Há ainda o fator higiene, frequentemente subestimado. Os assentos dos aviões são superfícies altamente utilizadas e nem sempre higienizadas com a frequência que os passageiros imaginariam. Sentar com pernas e coxas diretamente em contato com o estofado aumenta a exposição a bactérias e germes acumulados ao longo de múltiplos voos. Calças compridas, mesmo leves, criam uma barreira simples que reduz esse contato.

Qual é o risco específico das leggings de fibra sintética?
As leggings são uma das peças mais populares entre quem viaja de avião: são leves, elásticas e ocupam pouco espaço na mala. O problema está no material. A maioria é fabricada com fibras sintéticas derivadas do petróleo, como poliéster, nylon e elastano. Esses materiais, em contato com calor intenso, derretem e se colam à pele em vez de queimar e se soltar, agravando significativamente queimaduras em situações de incêndio a bordo ou após um acidente.
A alternativa é optar por peças feitas de fibras naturais, que se comportam de forma muito mais segura em contato com calor. As melhores opções de tecido para viajar incluem:
- Algodão: leve, respirável e muito menos inflamável que fibras sintéticas. Mantém o conforto em voos longos sem os riscos associados ao poliéster.
- Lã: surpreendentemente confortável em temperatura ambiente, regula bem o calor e é naturalmente resistente ao fogo, sendo uma das fibras mais seguras em situações de emergência.
- Bambu: macio, elástico e feito de origem natural, é uma boa alternativa para quem quer o conforto das leggings sem abrir mão da segurança do material.
Tops curtos causam algum problema específico durante o voo?
Além dos riscos em emergências, tops curtos e peças que expõem muito o corpo trazem dois problemas práticos bastante comuns nos voos. O primeiro é a temperatura: a cabine dos aviões é notoriamente fria, especialmente em voos longos, e passageiros com muito do corpo exposto tendem a sofrer mais com o desconforto térmico. O segundo ponto é que algumas companhias aéreas possuem políticas internas sobre vestimenta inadequada a bordo que, embora raramente aplicadas, podem resultar em situações constrangedoras ou até impedimento de embarque em casos extremos.
Viajar em camadas é a estratégia mais inteligente para resolver esses dois problemas ao mesmo tempo: uma camiseta leve de algodão como base, combinada com um cardigan ou jaqueta leve que possa ser retirada conforme a temperatura variar ao longo do voo.

O que usar então para viajar com conforto e segurança?

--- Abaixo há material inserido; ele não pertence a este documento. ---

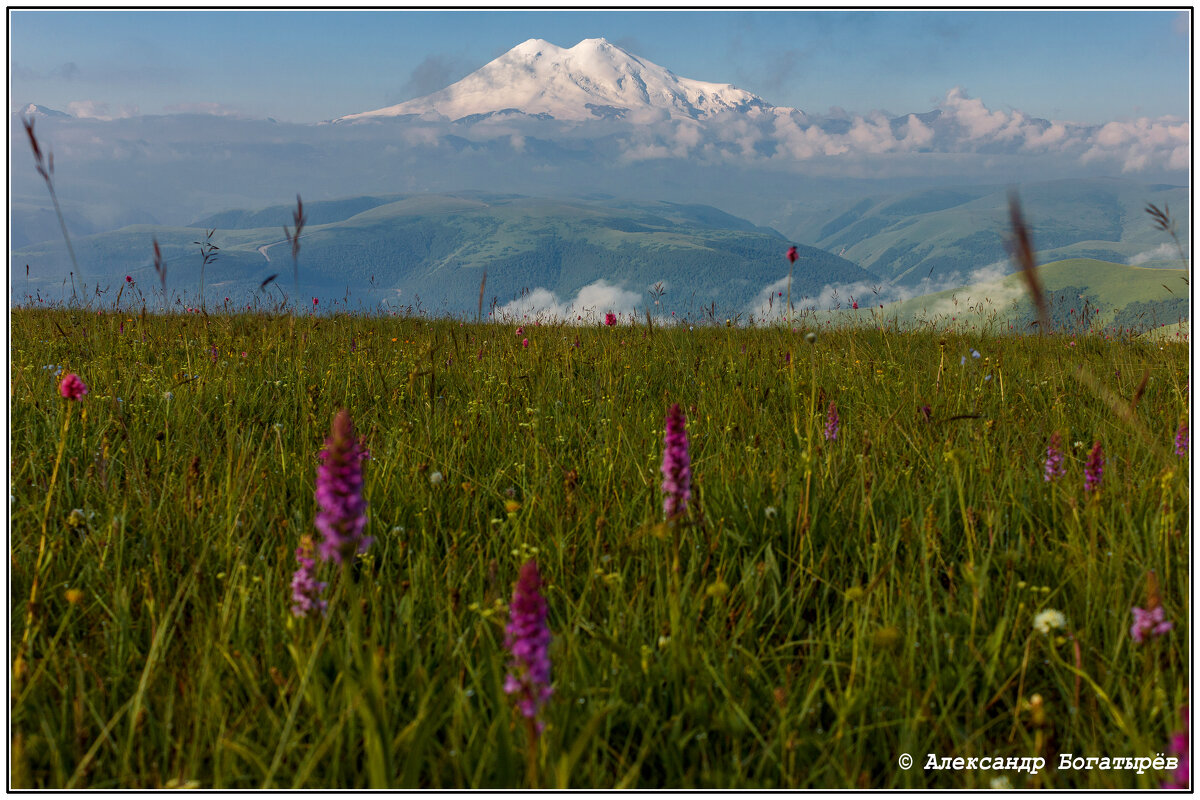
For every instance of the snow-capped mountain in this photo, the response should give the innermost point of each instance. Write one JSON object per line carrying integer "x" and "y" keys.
{"x": 594, "y": 79}
{"x": 34, "y": 109}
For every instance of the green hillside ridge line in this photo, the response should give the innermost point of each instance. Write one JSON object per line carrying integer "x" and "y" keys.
{"x": 1114, "y": 286}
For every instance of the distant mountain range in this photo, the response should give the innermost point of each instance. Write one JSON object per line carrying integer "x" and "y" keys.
{"x": 913, "y": 202}
{"x": 431, "y": 251}
{"x": 934, "y": 235}
{"x": 592, "y": 80}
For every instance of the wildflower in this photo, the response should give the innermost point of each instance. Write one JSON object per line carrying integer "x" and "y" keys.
{"x": 527, "y": 637}
{"x": 1049, "y": 620}
{"x": 72, "y": 386}
{"x": 305, "y": 588}
{"x": 1095, "y": 469}
{"x": 1180, "y": 747}
{"x": 77, "y": 521}
{"x": 676, "y": 464}
{"x": 1054, "y": 467}
{"x": 832, "y": 422}
{"x": 343, "y": 512}
{"x": 1151, "y": 621}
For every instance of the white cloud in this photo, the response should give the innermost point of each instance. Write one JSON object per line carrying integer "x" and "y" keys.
{"x": 1162, "y": 253}
{"x": 214, "y": 109}
{"x": 592, "y": 302}
{"x": 91, "y": 109}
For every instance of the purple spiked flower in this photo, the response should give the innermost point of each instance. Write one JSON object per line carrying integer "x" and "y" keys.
{"x": 343, "y": 512}
{"x": 1151, "y": 621}
{"x": 1095, "y": 469}
{"x": 72, "y": 386}
{"x": 1180, "y": 747}
{"x": 1054, "y": 458}
{"x": 676, "y": 464}
{"x": 305, "y": 588}
{"x": 832, "y": 422}
{"x": 527, "y": 637}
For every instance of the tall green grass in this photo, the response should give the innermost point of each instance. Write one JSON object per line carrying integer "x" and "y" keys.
{"x": 838, "y": 602}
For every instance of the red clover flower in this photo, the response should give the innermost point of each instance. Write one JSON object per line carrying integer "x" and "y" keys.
{"x": 1149, "y": 623}
{"x": 72, "y": 386}
{"x": 1054, "y": 467}
{"x": 832, "y": 422}
{"x": 676, "y": 464}
{"x": 342, "y": 511}
{"x": 305, "y": 588}
{"x": 527, "y": 638}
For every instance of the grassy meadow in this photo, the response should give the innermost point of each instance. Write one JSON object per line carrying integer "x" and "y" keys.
{"x": 825, "y": 607}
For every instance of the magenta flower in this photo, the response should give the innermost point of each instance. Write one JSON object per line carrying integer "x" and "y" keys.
{"x": 72, "y": 386}
{"x": 1180, "y": 747}
{"x": 342, "y": 511}
{"x": 1054, "y": 467}
{"x": 1095, "y": 469}
{"x": 305, "y": 588}
{"x": 832, "y": 422}
{"x": 1149, "y": 623}
{"x": 676, "y": 464}
{"x": 527, "y": 638}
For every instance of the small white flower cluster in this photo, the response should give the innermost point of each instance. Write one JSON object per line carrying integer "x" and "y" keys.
{"x": 1049, "y": 620}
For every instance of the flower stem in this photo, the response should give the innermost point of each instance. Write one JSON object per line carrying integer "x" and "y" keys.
{"x": 41, "y": 543}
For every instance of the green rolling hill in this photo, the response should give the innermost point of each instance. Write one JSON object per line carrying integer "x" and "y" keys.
{"x": 436, "y": 247}
{"x": 936, "y": 233}
{"x": 1080, "y": 293}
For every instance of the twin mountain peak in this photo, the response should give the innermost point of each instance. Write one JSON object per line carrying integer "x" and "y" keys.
{"x": 594, "y": 79}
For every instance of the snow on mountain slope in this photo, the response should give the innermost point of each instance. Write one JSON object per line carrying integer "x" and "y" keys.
{"x": 594, "y": 79}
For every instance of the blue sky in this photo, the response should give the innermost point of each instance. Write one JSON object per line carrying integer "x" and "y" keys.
{"x": 305, "y": 66}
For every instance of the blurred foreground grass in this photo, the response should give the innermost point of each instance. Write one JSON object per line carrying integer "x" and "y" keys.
{"x": 839, "y": 602}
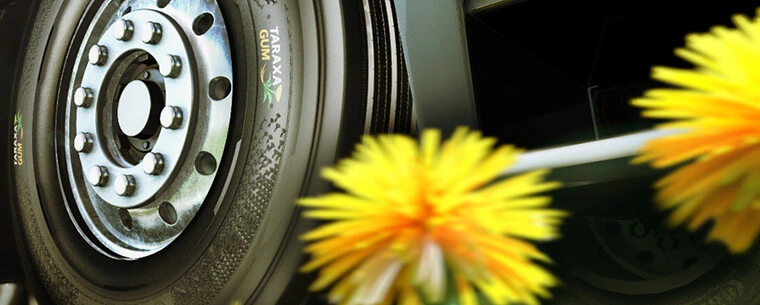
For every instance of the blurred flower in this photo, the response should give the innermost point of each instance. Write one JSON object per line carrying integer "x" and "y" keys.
{"x": 718, "y": 107}
{"x": 410, "y": 215}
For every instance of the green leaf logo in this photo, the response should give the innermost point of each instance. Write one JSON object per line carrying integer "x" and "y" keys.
{"x": 271, "y": 94}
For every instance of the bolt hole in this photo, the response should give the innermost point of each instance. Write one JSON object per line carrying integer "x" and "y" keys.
{"x": 202, "y": 23}
{"x": 126, "y": 219}
{"x": 205, "y": 163}
{"x": 688, "y": 262}
{"x": 613, "y": 227}
{"x": 645, "y": 257}
{"x": 219, "y": 88}
{"x": 168, "y": 213}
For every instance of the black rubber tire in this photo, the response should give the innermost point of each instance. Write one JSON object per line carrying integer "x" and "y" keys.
{"x": 242, "y": 246}
{"x": 732, "y": 281}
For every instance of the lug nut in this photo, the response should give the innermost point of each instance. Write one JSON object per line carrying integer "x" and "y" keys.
{"x": 83, "y": 142}
{"x": 151, "y": 33}
{"x": 98, "y": 55}
{"x": 667, "y": 243}
{"x": 83, "y": 97}
{"x": 98, "y": 176}
{"x": 123, "y": 29}
{"x": 153, "y": 163}
{"x": 124, "y": 185}
{"x": 170, "y": 66}
{"x": 171, "y": 117}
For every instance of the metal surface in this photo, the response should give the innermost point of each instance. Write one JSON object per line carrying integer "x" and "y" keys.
{"x": 589, "y": 152}
{"x": 136, "y": 173}
{"x": 658, "y": 261}
{"x": 135, "y": 106}
{"x": 437, "y": 60}
{"x": 478, "y": 6}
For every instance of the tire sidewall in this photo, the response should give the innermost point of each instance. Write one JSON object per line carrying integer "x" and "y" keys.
{"x": 271, "y": 160}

A lógica das peças ideais para o avião combina três critérios: conforto para longas horas sentado, proteção física em emergências e adaptabilidade às variações de temperatura da cabine. Algumas escolhas práticas que atendem a esses três critérios ao mesmo tempo:
- Calças leves de algodão ou moletom: confortáveis, protetoras e feitas de material natural. Também ajudam a reduzir o risco de retenção de líquidos e inchaço nas pernas em voos mais longos.
- Camiseta de algodão com camada extra: uma base leve coberta por um cardigan ou flanela resolve tanto o frio da cabine quanto a exposição excessiva de pele.
- Sapatos fechados e fáceis de tirar: essenciais tanto para a passagem pela segurança do aeroporto quanto para uma eventual evacuação, situação em que andar descalço em uma cabine pode ser perigoso.
A roupa certa para viajar não precisa ser sem estilo, mas precisa ser pensada com um mínimo de critério além da estética do momento. Conforto e segurança andam juntos quando se escolhe bem o material e o caimento de cada peça antes de embarcar.